Jersey Flag
The Channel Islands and the Great War
Guernsey Flag


The Royal Guernsey Light Infantry in its earlier days at least, shared some characteristics with the Pals' battalions in that it was based in a small community, and consisted of brothers, cousins, workmates and neighbours who fought, and in many cases died, alongside each other.

This postcard, from the Priaulx Library Collection, is a small scale illustration of this.
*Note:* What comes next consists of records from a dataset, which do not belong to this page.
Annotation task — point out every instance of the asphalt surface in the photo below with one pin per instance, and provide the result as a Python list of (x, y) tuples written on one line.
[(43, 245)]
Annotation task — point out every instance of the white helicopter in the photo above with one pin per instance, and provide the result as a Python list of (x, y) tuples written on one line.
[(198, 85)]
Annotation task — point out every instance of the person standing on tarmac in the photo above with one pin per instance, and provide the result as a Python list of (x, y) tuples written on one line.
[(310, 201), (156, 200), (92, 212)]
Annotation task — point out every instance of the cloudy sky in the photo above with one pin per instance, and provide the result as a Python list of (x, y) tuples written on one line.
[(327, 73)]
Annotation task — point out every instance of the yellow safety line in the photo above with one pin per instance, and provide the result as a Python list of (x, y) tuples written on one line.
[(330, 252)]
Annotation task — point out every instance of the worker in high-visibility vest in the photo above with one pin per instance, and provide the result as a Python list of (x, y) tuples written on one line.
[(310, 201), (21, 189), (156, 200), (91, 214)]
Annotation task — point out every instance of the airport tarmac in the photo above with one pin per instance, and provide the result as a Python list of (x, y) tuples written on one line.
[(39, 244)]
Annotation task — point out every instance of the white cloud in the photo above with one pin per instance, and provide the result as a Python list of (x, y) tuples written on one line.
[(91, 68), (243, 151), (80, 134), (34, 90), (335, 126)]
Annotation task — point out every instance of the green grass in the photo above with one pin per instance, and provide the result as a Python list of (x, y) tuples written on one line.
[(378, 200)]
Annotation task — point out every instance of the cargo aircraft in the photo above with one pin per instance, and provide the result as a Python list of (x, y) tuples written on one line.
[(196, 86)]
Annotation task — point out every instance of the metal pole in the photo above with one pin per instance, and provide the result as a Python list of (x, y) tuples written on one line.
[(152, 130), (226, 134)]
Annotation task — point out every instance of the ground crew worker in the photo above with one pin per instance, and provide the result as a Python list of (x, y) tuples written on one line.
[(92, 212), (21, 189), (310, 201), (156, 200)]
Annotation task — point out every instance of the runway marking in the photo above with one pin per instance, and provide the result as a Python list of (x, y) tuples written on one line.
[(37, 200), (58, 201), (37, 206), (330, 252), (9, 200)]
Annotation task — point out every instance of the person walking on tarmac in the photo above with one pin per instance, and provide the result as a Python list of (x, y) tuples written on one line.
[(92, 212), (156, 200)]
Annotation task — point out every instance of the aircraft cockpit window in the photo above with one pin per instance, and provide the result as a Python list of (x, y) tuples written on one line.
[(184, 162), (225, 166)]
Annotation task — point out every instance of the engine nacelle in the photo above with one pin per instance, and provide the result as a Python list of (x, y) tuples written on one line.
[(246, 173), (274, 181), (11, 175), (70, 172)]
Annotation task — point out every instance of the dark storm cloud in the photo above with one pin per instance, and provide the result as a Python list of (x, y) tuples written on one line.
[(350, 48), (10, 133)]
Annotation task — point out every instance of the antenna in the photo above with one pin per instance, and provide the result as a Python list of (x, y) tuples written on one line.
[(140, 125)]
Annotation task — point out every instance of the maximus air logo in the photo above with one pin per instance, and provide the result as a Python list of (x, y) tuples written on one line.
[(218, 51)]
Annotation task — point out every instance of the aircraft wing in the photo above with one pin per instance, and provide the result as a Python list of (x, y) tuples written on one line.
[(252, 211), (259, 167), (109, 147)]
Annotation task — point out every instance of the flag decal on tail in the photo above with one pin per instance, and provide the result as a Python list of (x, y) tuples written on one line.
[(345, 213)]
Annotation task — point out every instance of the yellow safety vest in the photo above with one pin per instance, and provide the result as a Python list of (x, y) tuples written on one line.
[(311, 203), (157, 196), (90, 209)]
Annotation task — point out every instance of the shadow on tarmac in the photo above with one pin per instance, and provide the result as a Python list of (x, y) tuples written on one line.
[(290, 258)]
It features six members of the 1st Battalion RGLI, photographed at Bourne Park Camp, near Canterbury, on 22 June 1917 "on a hot day". They had left the island about three weeks earlier, and they stayed there until they left for France on 26 September.

RGLI at Bourne Park

According to information on the back of the card, the men are, from left to right, in the back row:

Bugler Le Poidevin, Private C Saunders and Private Peter Bretel.
In the front row: Privates L. Roberts, H. Pagnier and A. Pipet.

This happy group of young men enjoying the sunshine, and keen to get their picture in the local paper ("Please try and get them put on the W. Press if you possibly can") did not remain like this for long. It is not clear what happened to Bugler Le Poidevin, as it has been unable to determine which one of the 25 Le Poidevins listed in Diex Aix he was. Number 391 Private C E Saunders from St Martin's was wounded on 20 January 1918 and again on 12 April 1918. He was invalided to England on 17th April, then rejoined the battalion with Reinforcement 18, the last draft, on 29 October 1918, before eventually coming home on the Lydia in May 1919. Number 240 Private PJF Bretel from the Forest was Acting Sergeant Bretel by the time he came home on the Lydia. It would appear that he was the writer of the card above, addressed to 'Dear Mother', as it is signed "Your loving son Peter".

Of those in the front row of the picture, Number 95 Private L O Roberts from St Martin's had been promoted to Corporal by the time he was sent to England for demobilisation in April 1919. Number 99 private H Pagnier (listed as Paginer in Parks), from St Andrew's was less lucky. He was taken prisoner of War at Cambrai on 1 December 1917, and returned to England on 17 December 1918. His medals are in the Castle Cornet collection. Number 322, Private Alfred Henry Pipet from St Sampson's was promoted to Lance Corporal. However, he was wounded and taken prisoner of war on 12 April 1918, and died of wounds on 23 April 1918. He is buried in Tournai Communal Cemetery, in Belgium.

Thus, within this small group, one man was wounded twice, one was taken prisoner of war and a third was also taken prisoner of war before dying as a result of his wounds. This group provides a typical small scale example of how the RGLI came into existence then was decimated within the year.